O perigo de estudar seitas sem preparo

O perigo de estudar seitas sem preparoAo longo de muitos anos ensinando em igreja ou em classes de seminário, tomei conhecimento de diversos casos de irmãos que assumiram o compromisso de evangelizar adeptos de seitas, mas que acabaram se tornando vítimas delas – por falta de preparo. Os casos mais comuns se relacionam ao judaísmo, ao mormonismo, ao sabatismo e às testemunhas-de-jeová.

As causas principais desse tipo de fracasso são, geralmente, (a) o pouco conhecimento das Escrituras; (b) o desconhecimento da hermenêutica sagrada, da exegese bíblica, e do vernáculo. Outra causa, ainda, seria a falta de bom senso.

Comecemos pelo pouco conhecimento das Escrituras, que tem provocado o surgimento de movimentos do tipo da teologia da prosperidade, segundo a qual podemos ser ricos, e da Super Fé, que garante saúde perfeita e nenhuma doença, e do reino agora, segundo o qual o nosso corpo atual pode tornar-se imortal sem ressurreição ou arrebatamento, etc. Eis alguns pontos falhos dessas crenças: (a) não há uma só promessa de riqueza material no Novo Testamento, e nenhum caso de enriquecimento material; o que há é o oposto, no caso de Zaqueu; (b) uma pessoa pregadora da Super Fé adoeceu, e teve de se esconder da mídia no Brasil porque o crente não adoece; (c) acreditar no reino agora é negar a escatologia, que revela uma clara sucessão de eventos antes da manifestação do reinado de Cristo na terra, e ignorar a clara declaração de Jesus de que carne e sangue não herdam o reino de Deus.

O pouco conhecimento do vernáculo por parte de alguns líderes cristãos tem envergonhado o evangelho.
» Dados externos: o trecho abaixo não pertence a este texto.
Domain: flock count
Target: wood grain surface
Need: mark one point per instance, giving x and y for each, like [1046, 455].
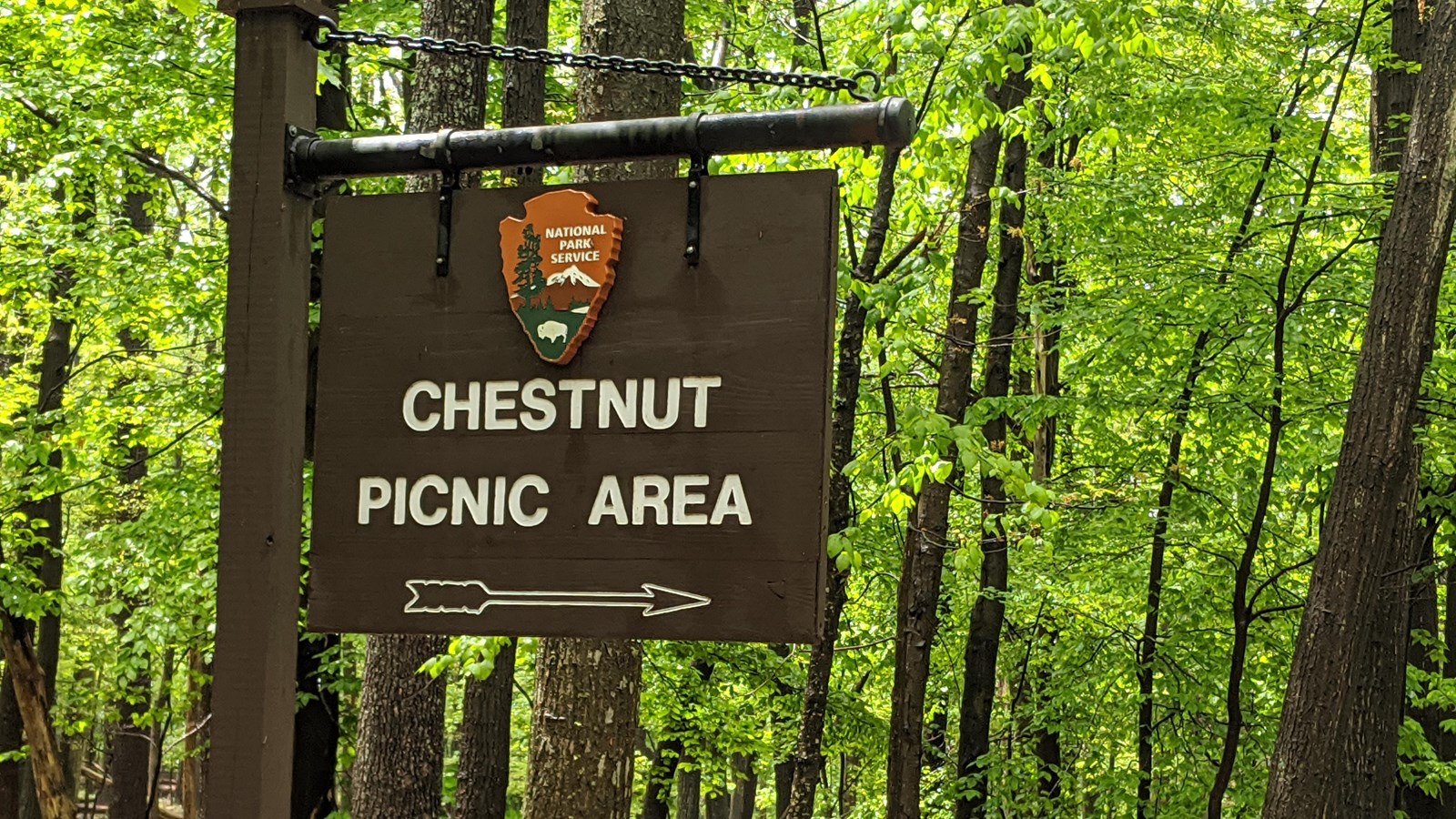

Um desses “pastores” mantinha relações sexuais com mulheres da igreja – com a conivência de seus maridos – por causa do mandamento de Deus em Oséias 1.2: “Vá, tome uma mulher adúltera…”. Ele leu o adjetivo como se fosse verbo: “Vá, tome uma mulher e adultera”, supondo que Deus aprovava essa prática! Infelizmente, o Brasil é campo fértil para esse tipo de absurdo, pois está mais de 260 anos atrasado em leitura, segundo notícia recente publicada pela Rede Globo.

Questão de bom senso

Outra causa de interpretação equivocada é a falta de discernimento da Palavra de Deus, ou de bom senso. José, marido de Maria, oraria a Deus pedindo algo para Jesus como “nosso filho”? É claro que não! Por reverência ao Messias ele sequer manteve relações sexuais com a esposa enquanto grávida de Jesus. Ou Jesus diria ao Pai que aceitaria morrer pela humanidade, contanto que não se casasse? Aceitar isso é não entender a sublime missão do Filho de Deus na terra.

Outra opinião equivocada é acreditar que as duas testemunhas de Apocalipse são Enoque e Elias, pelo fato de ambos não terem provado a morte. Seria Deus tão medíocre ao ponto de presentear seus dedicados servos com o livramento da morte, e depois requerer deles a devolução da dádiva?

Fui informado em Guarujá (SP), de que uma igreja evangélica na baixada santista transformou-se numa sinagoga em razão das muitas práticas judaicas trazidas da terra santa por seus membros e introduzidas no culto. Neste caso particular a culpa é de guias evangélicos despreparados para refutar o judaísmo dos guias turísticos em Israel. Pior ainda, é ouvir a notícia de que pastores evangélicos se convertem ao sabatismo! A diferença entre a Lei e a Graça é tão brutal que quando a Lei foi proclamada pela primeira vez, três mil pessoas morreram (Êxodo 32.28); ao passo que, mediante a pregação da Graça, no dia de Pentecoste, três mil pessoas foram salvas (Atos 2.41). A propósito, meu livro O Sábado, a Lei e a Graça, já provocou a saída de muitas dezenas de pessoas do legalismo sabatista para diferentes igrejas evangélicas.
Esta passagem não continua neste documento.